Are You a Content Creator or Critic?

Are You a  Content Creator or a Critic?

So, as some of you may have heard, content creation is all the buzz in the marketing world right now; namely Internet marketing. I’m sure it’s always been a legitimate goal to create value through content you are providing to your clients whether it’s a brochure, a book or software. However, with the way social media and the Internet is woven into our daily lives, we are inundated with information. I referenced it a bit on my first blog post where I encourage you to read less and apply more.

content creation is kingFrom social media memes, images and videos to blogs aimed to inform and educate; the push to create something valuable has taken off at a rapid rate. If you haven’t noticed, everyone now is a writer, a photographer and goes on 5 vacations per year. 😉

Where the struggle lies is helping to promote the creative process of finding that “just right” piece of content in a timely manner without shutting down your creative team completely. Yes, as an employer or client, you want to have innovative content produced at light speed and you want it all to go viral. The truth is, very few images or videos go viral. Furthermore, for those that do, the process wasn’t intentional nor was it overnight. “Viral” videos take months to cultivate a following.

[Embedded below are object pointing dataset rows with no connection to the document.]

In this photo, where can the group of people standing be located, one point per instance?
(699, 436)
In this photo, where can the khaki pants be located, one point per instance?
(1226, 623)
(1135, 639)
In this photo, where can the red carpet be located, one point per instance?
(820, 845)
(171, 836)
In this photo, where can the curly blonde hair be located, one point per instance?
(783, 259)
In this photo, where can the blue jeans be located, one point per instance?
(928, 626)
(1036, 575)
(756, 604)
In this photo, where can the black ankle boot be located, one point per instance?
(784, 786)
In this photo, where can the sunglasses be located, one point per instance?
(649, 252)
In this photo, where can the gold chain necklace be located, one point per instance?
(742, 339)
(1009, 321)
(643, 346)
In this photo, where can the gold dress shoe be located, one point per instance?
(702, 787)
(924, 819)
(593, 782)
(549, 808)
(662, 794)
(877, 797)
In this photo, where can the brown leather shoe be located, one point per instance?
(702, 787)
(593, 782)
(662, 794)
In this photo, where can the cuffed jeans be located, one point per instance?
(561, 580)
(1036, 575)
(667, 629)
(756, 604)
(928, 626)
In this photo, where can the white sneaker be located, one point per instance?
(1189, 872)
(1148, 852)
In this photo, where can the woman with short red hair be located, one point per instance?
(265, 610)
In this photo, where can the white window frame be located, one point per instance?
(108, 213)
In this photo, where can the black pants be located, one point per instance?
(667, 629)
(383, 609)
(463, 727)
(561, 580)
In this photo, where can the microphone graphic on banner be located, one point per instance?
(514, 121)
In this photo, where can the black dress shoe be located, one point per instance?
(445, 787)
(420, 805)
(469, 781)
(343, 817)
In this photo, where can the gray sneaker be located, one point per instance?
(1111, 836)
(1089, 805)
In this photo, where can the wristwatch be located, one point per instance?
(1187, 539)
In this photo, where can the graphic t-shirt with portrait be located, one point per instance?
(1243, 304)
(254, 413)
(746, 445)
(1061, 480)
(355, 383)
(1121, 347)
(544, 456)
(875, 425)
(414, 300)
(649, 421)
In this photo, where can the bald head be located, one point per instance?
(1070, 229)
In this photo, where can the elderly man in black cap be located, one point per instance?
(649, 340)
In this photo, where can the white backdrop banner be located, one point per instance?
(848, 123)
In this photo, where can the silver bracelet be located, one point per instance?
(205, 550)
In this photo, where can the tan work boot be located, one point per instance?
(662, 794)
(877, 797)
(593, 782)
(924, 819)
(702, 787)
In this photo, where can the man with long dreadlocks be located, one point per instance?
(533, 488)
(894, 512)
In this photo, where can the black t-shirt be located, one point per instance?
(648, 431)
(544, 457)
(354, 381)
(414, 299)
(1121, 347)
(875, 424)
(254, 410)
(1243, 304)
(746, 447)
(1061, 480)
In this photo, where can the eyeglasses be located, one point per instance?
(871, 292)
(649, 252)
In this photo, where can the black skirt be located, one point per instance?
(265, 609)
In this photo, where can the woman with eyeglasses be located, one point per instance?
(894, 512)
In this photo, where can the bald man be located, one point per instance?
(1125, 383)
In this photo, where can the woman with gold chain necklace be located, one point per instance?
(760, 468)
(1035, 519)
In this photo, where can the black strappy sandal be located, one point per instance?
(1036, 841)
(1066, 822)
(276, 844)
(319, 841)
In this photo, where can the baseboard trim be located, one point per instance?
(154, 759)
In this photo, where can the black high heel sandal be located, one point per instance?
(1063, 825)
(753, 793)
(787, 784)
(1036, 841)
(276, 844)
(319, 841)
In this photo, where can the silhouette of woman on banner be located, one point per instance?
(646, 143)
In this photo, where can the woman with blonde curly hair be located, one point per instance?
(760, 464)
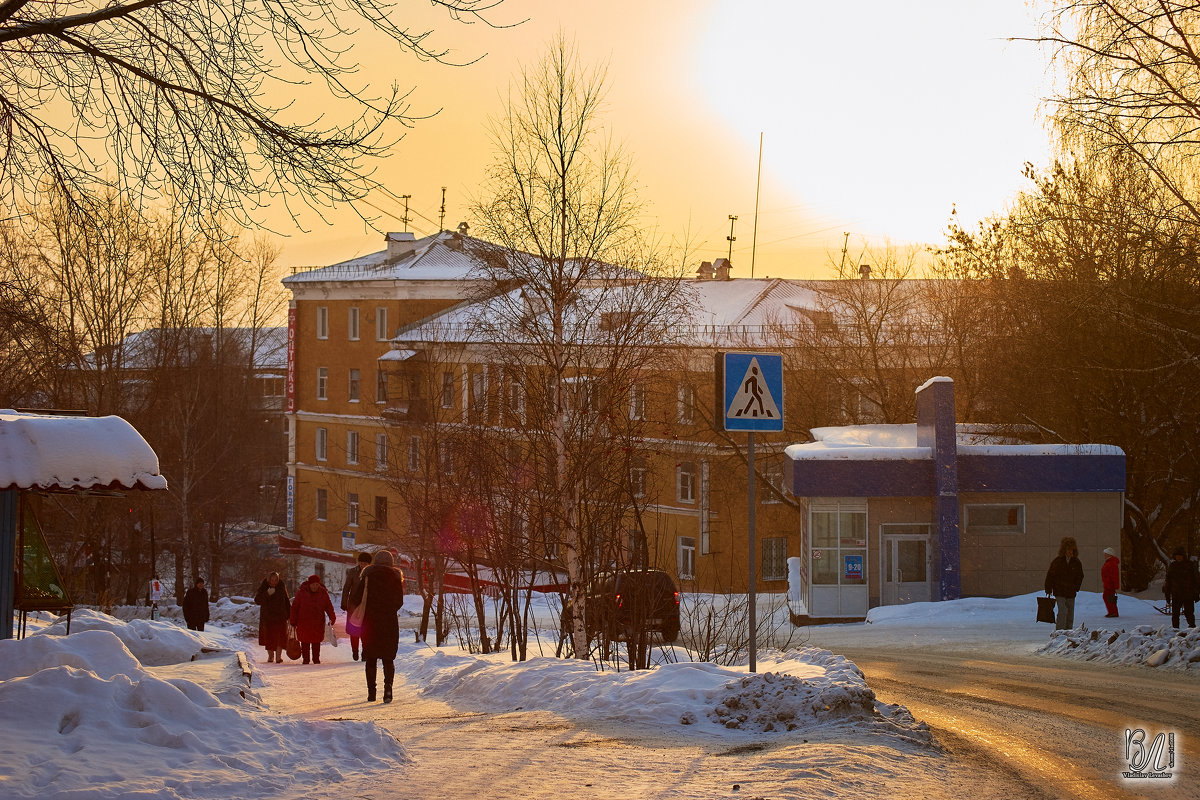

What I want to point out is a few tips from the perspective of the creator and a few from the critic.

Creator

  • Take risks but support them with case studies
  • Provide different versions of the same content that might be appealing
  • Don’t get so wrapped up in making it perfect that you miss deadlines but make sure the intent is carried out
  • Don’t get discouraged if you feel you are always tweaking something. A brand’s message has to be “just right.”

Critic

  • Encourage communication through the process so at the end you don’t feel like “the whole thing is wrong.”
  • Be specific in what you’re asking for so you’re more likely to receive it in a timely manner.
  • Set realistic deadlines.
  • Be cognizant of how many times you reject a particular creator. If it’s happening a lot, consider a new way to express what is not being solved.

While I do not consider myself an artist, I do feel I create a lot of content and keeping these strategies in mind, on both sides, will seemingly save everyone a lot of time and heartache in the long-run and keep your marketing goals running smoothly along.

Can you think of ways to keep the content flowing?

Comments for this article (4)

  • Hi Tiffany!
    Truly, creating interesting and/or useful content can be a challenge. If the result gets the desired/expected response from the readers, everybody is happy.
    And your insights for creators and critics/clients can help the content development process go much smoother.
    Good stuff!
    Thank you for sharing.
    Ken.

  • Love the “conciseness” (is that a word?) of this article! Writing fresh content is challenging enough without the added efforts of getting it reproduced in different forms, and then syndicated.

    All the while, as Internet marketers, we truly hope that it does in fact help the reader, and in the end, enhance that relationship!

    Keep up the great work, Tiffany!